Spraying essential oils into the air, diffusing them with a diffuser, humidifier or lighting an essential oil candle are great examples.
Popular essential oils that are diffused into the air include the relaxing eucalyptus (Eucalyptus globules, E. radiate, or E. smithii) for respiratory complications such as a cough, inhaling peppermint (Mentha piperita) essential oil to reduce fatigue or nausea and lavender essential oil to bring about calm and relaxation.
The olfactory system includes all physical organs or cells relating to, or contributing to, the sense of smell. When we inhale through the nose, airborne molecules interact with the olfactory organs and, almost immediately, the brain.
Molecules inhaled through the nose or mouth are also carried to the lungs and interact with the respiratory system.
Thus, inhaled essential oils can affect the body through several systems and pathways.
During inhalation, odor molecules travel through the nose and affect the brain through a variety of receptor sites, one of which is the limbic system, which is commonly referred to as the "emotional brain."
The limbic system is directly connected to those parts of the brain that control heart rate, blood pressure, breathing, memory, stress levels, and hormone balance. (Higley & Higley, 1998)
This relationship helps explain why smells often trigger emotions.
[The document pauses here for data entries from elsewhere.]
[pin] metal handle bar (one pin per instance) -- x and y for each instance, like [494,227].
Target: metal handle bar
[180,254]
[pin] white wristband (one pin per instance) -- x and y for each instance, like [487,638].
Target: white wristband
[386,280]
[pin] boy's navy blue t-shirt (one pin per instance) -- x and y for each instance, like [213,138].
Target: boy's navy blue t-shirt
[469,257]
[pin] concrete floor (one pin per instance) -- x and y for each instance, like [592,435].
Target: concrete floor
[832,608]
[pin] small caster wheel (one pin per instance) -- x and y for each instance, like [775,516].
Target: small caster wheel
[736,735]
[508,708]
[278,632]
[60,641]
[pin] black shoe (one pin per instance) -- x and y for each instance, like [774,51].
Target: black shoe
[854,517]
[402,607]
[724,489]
Knowing this, we can hypothesize how inhalation of essential oils can have some very profound physiological and psychological effects!
The third way that essential oils enter the body is by ingestion (swallowing).
Know your sources and company reputation.
Consult a healthcare professional knowledgeable in essential oils and homeopathy when considering taking essential oils internally.
The ingestion of essential oils is not common practice in the US. But in eastern Asia, India and in France, it is more common, but only when specially trained physicians, pharmacists and shamans prescribe and dispense them.
⚠ Some essential oils can be toxic to the liver or kidneys when ingested.
⚠ Chemical breakdown of essential oils during gastric processing can change the effects.
⚠ There could be potential drug interactions. ,sup>(Tisserand and Balacs, 1995; Schnaubelt, 1999)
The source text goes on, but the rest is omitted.